Richard Land offers qualified opposition to beating people to death December 9, 2011

In response to Secretary of State Hillary Clinton’s speech on human rights Tuesday, Richard Land, ethics czar for the Southern Baptist Vatican, said:

I certainly don’t believe homosexuals or anyone else should be flogged or put to death for their sexual sins. However …

Wait. Stop. Before you go on, Richard Land, are you sure you want to do that?

Here’s what you just said:

I certainly don’t believe homosexuals or anyone else should be flogged or put to death.

Is that really the sort of thing you want to follow with a “however …”?

There are only two possible directions such a “however” might lead.

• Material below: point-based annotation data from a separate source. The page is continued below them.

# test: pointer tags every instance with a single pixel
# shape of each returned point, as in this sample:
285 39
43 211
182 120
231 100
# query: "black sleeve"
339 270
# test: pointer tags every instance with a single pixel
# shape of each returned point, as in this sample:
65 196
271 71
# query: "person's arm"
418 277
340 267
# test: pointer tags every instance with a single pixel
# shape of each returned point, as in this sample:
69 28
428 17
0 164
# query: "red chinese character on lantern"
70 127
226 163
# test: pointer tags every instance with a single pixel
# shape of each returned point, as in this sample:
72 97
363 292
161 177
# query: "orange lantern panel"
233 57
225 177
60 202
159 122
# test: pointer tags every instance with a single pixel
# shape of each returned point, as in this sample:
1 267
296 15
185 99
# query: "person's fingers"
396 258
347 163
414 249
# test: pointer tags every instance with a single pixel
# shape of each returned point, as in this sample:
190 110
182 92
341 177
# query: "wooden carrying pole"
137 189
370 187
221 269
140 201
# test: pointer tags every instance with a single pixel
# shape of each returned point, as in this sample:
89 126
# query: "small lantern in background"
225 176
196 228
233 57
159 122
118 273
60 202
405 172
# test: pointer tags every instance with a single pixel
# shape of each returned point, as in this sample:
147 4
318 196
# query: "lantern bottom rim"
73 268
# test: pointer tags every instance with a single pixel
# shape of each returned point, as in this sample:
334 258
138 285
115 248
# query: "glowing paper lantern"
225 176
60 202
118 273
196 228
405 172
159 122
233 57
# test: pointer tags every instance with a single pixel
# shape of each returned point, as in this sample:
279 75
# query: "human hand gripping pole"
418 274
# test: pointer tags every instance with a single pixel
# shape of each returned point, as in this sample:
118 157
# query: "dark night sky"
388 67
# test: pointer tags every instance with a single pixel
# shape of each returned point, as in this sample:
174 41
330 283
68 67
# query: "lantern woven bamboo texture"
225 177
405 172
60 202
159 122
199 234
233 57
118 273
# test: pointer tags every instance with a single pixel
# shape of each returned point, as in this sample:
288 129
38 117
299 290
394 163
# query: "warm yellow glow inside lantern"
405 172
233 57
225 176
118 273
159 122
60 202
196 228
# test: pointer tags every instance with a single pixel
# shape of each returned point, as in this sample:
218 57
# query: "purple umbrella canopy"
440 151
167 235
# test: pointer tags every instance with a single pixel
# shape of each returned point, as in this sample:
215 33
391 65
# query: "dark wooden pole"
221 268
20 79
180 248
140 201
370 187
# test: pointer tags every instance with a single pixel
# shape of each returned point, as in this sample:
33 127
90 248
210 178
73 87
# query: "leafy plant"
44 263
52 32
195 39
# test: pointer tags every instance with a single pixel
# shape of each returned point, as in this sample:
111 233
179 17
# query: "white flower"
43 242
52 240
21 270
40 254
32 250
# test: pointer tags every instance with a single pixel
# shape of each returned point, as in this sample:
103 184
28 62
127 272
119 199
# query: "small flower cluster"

The first would be a total non sequitur — something wholly unrelated, such as: “I certainly don’t believe homosexuals or anyone else should be flogged or put to death. However, I’m also fond of pancakes.” A statement like that might be confusing or it might make you look silly, but morally and ethically it’s mostly harmless.

The second possibility, however, is far from harmless. The second possibility is that you’re about to follow that however with some qualification or limitation or reservation about the statement that precedes it. Let’s look at that statement again:

I certainly don’t believe homosexuals or anyone else should be flogged or put to death.

Do you think that needs to be qualified? Or limited? Do you really want to suggest that you have reservations about saying such a thing? Might it not be a Good Thing, for once, just to go on the record as being firmly against beating people to death and to say so without hemming and hawing and trying to however your way into a bit of wiggle room should the occasion arise in which you think beating people to death might be something you’d like to do?

Because that’s the only conclusion the rest of us can draw from a qualifying “however” here. If you can’t just say “beating people to death is wrong” without offering caveats and loopholes, then the rest of us will suspect that you’ve got a hankering to beat someone to death.

Where a non sequitur about pancakes will make you look silly, a qualification or limitation will make you look depraved.

In any case, I’m too late here to stop Richard Land from however-ing himself into a moral hole, so let’s just see what he had to say in full:

I certainly don’t believe homosexuals or anyone else should be flogged or put to death. However, I don’t believe homosexuals should receive special treatment over and above anyone else either.

Hmm. I said there were only two possibilities, and Land seems to have chosen both of them.

His non-sequitur about “special treatment over and above anyone else” doesn’t make any more sense than if he had started talking about pancakes. But at the same time he seems to think it offers some kind of qualification or limitation to his previous statement.

He winds up looking both silly and depraved.